The C99 draft standard does not explicitly state what should happen in those cases, but by considering multiple variations, you can show that it must work a certain way so that it meets the specification in all cases.

The standard says:

%s - Matches a sequence of non-white-space characters.252)

If no l length modifier is present, the corresponding argument shall be a pointer to the initial element of a character array large enough to accept the sequence and a terminating null character, which will be added automatically.

Here's a pair of examples that show it must work the way you are proposing to meet the standard.

Example A:

char buffer[4] = "abcd";
char buffer2[10];  // Note the this could be placed at what would be buffer+4
sscanf("123 4", "%s %s", buffer, buffer2);
// Result is buffer =  "123\0"
//           buffer2 = "4\0"

Example B:

char buffer[17] = "abcdefghijklmnop";
char* buffer2 = &buffer[4];
sscanf("123 4", "%s %s", buffer, buffer2);
// Result is buffer = "123\04\0"

Note that the interface of sscanf doesn't provide enough information to really know that these were different. So, if Example B is to work properly, it must not mess with the bytes after the null character in Example A. This is because it must work in both cases according to this bit of spec.

So implicitly it must work as you stated due to the spec.

Similar arguments can be placed for other functions, but I think you can see the idea from this example.

NOTE: Providing size limits in the format, such as "%16s", could change the behavior. By the specification, it would be functionally acceptable for sscanf to zero out a buffer to its limits before writing the data into the buffer. In practice, most implementations opt for performance, which means they leave the remainder alone.
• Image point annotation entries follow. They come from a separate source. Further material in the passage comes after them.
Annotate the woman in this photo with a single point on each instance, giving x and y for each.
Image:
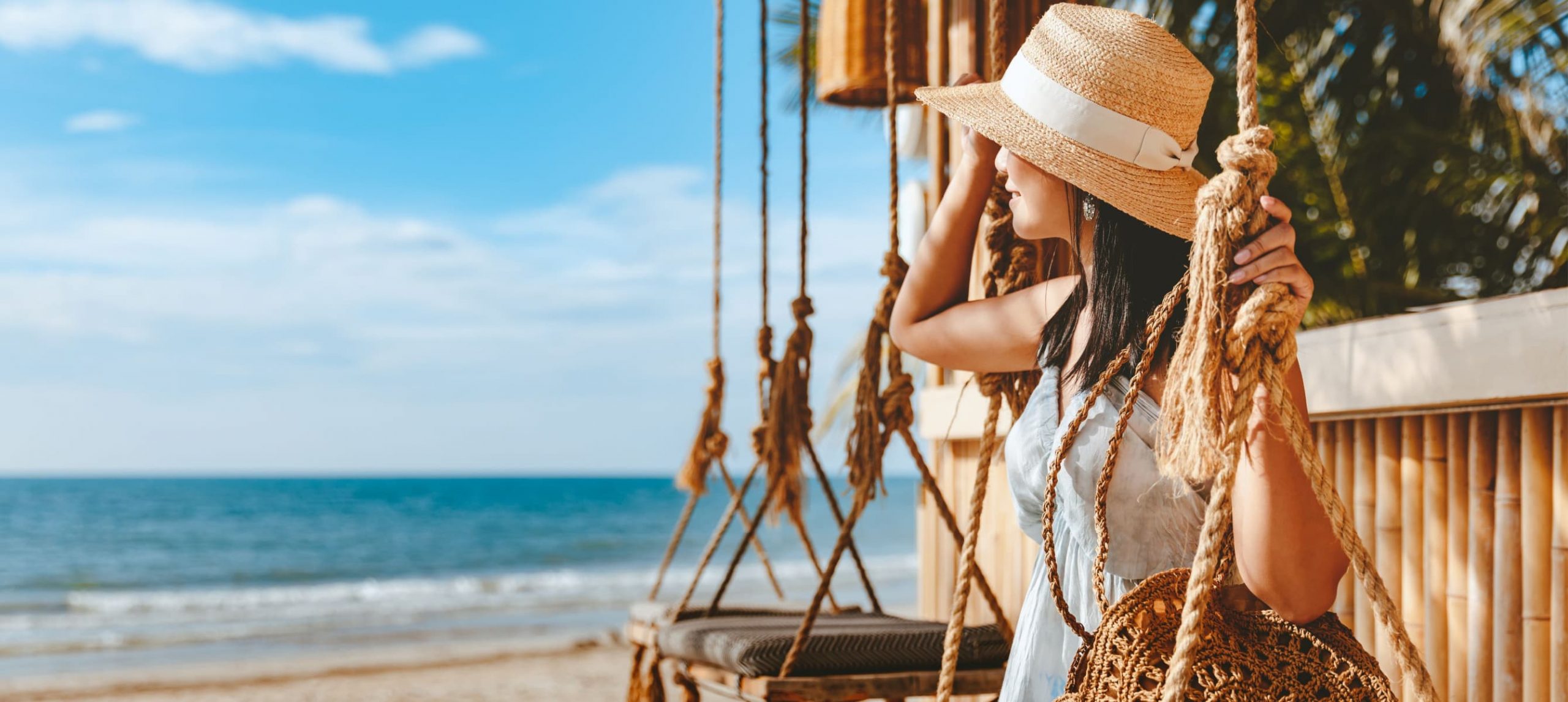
(1096, 121)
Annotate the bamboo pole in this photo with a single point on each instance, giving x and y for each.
(1459, 551)
(1324, 437)
(1413, 590)
(1559, 554)
(1482, 524)
(1390, 540)
(1366, 523)
(1536, 543)
(1435, 507)
(1346, 480)
(1507, 682)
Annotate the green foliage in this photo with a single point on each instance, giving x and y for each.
(1421, 145)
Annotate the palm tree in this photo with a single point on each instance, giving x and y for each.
(1423, 143)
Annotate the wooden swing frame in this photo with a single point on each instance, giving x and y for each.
(882, 413)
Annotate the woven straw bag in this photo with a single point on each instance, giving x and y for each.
(1245, 651)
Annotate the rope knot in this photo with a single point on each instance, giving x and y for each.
(896, 408)
(766, 342)
(1249, 153)
(802, 308)
(1264, 323)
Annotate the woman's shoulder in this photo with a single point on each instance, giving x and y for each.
(1054, 293)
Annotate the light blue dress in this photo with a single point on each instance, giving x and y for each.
(1153, 524)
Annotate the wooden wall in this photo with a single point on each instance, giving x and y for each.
(1445, 430)
(1463, 504)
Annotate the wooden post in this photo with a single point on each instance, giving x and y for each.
(1390, 541)
(1559, 554)
(1507, 663)
(1459, 551)
(1366, 523)
(1536, 544)
(1346, 480)
(1435, 507)
(1482, 481)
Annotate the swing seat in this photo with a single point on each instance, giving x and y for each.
(839, 644)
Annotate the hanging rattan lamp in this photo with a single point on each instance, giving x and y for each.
(850, 55)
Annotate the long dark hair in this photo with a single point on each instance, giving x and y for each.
(1134, 265)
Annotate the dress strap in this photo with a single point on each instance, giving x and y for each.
(1153, 331)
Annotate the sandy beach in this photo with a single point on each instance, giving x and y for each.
(479, 673)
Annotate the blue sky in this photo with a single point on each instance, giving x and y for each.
(394, 237)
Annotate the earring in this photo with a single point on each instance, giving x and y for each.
(1090, 209)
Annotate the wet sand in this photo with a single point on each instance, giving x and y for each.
(581, 671)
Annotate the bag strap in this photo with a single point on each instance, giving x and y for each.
(1206, 417)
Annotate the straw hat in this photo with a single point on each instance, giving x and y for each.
(1106, 100)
When the intent of the specification is to do this sort of zeroing out, it is usually explicitly specified. strncpy is an example. If the length of the string is less than the maximum buffer length specified, it will fill the rest of the space with null characters. The fact that this same "string" function could return a non-terminated string as well makes this one of the most common functions for people to roll their own version.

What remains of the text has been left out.